4) How did your project involve other members of your community as helpers and volunteers?

Aika: My parents helped me by suggesting ideas for the title.

Our music teacher helped us by giving us information about our instruments. She also arranged our trip to the music school.

The young music players at the local school helped us by playing the instruments for us so we know how they sound.

Ms. Dietz helped us a lot with ideas for organizing the Website.

My group members helped by gathering the information and getting more ideas.

Sean, the person who e-mailed us asking us about an Uzbek instrument, gave us the idea of making a Website about music!

5) Discoveries, Lessons and Surprises (Optional)

Seol Im: Uzbek people don't write notes down. Also, they have unique notes, but the notes don't have a specific name like do, re, and mi.

I found a surprise when I learned about hexadecimals. I wonder why red, green and blue are used. I thought it would be red, yellow and blue. Hmmmm….. more research to do.
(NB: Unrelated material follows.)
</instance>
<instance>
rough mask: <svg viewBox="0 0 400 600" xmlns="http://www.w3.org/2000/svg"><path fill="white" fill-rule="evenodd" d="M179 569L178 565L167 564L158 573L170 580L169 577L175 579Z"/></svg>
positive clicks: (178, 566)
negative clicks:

Gavhar: I learned a lot of things about Uzbek instruments. I was not interested in Uzbek instruments, even though I’m Uzbek myself. But now I got so interested in them that I want to discover more and more about Uzbek instruments! They are fascinating!
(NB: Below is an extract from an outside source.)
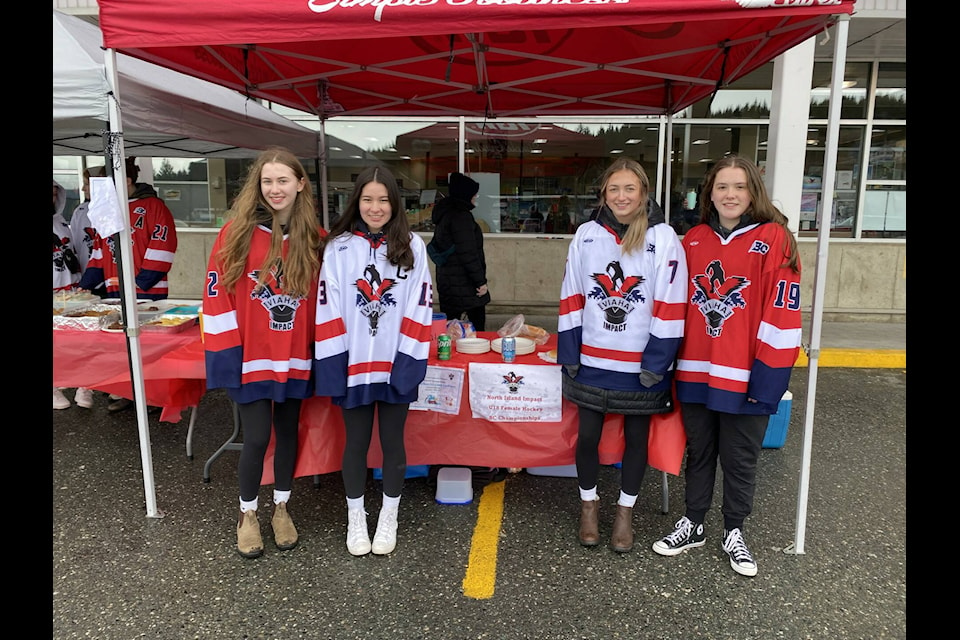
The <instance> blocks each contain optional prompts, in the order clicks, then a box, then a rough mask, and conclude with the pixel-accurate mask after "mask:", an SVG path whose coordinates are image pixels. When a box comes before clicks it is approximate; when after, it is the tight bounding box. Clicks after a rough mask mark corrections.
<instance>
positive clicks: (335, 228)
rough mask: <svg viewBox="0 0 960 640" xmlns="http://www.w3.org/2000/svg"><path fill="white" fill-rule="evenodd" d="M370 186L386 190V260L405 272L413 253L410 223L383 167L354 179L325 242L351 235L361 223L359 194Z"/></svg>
mask: <svg viewBox="0 0 960 640" xmlns="http://www.w3.org/2000/svg"><path fill="white" fill-rule="evenodd" d="M371 182H377V183H379V184H382V185H383V186H384V187H386V188H387V199H388V200H389V201H390V211H391V215H390V219H389V220H387V224H385V225H383V233H384V236H385V237H386V239H387V260H389V261H390V263H391V264H395V265H398V266H401V267H404V268H406V269H410V268H412V267H413V249H411V248H410V223H409V222H407V214H406V212H405V211H404V209H403V200H402V198H401V197H400V187H399V186H398V185H397V179H396V178H395V177H394V176H393V173H391V172H390V169H388V168H387V167H385V166H383V165H379V164H378V165H373V166H371V167H367V168H366V169H364V170H363V171H361V172H360V175H358V176H357V181H356V183H355V184H354V185H353V193H352V194H350V199H349V200H348V201H347V205H346V206H345V207H344V209H343V213H342V214H341V215H340V217H339V218H337V221H336V222H334V223H333V226H332V227H331V228H330V234H329V236H328V237H327V241H328V242H329V241H331V240H332V239H333V238H336V237H338V236H340V235H342V234H344V233H353V232H354V231H356V230H357V228H358V225H359V224H360V223H361V222H363V218H361V217H360V194H361V193H362V192H363V188H364V187H365V186H367V185H368V184H369V183H371Z"/></svg>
And, I have something surprising. On the way to my house this is what happened! We were driving and we heard a song of Michael Jackson, and we noticed that he had Uzbek instruments in the background. I wonder if he knows that they are Uzbek instruments. I normally wouldn’t recognize the sound, but since we are learning about Uzbek instruments it was heard not to pay attention to it.

Aika: Now I know a lot about Uzbek instruments. I discovered that it is not as easy as I thought getting information. And I was surprised how good the kids at the Uzbek school played the instruments.

Avani: I learned that the students in the music school learn for many years and they play like professionals. I’m excited they are going to visit and I wish they will teach me how to play.

DaMee: I learn a lot of things doing this project. I didn't know that the sound of Uzbek instruments are really beautiful and nice. I really like the sound of the chang and I like knowing the names of instruments. Also, it was really interesting to know that the people made instruments with horse tendons.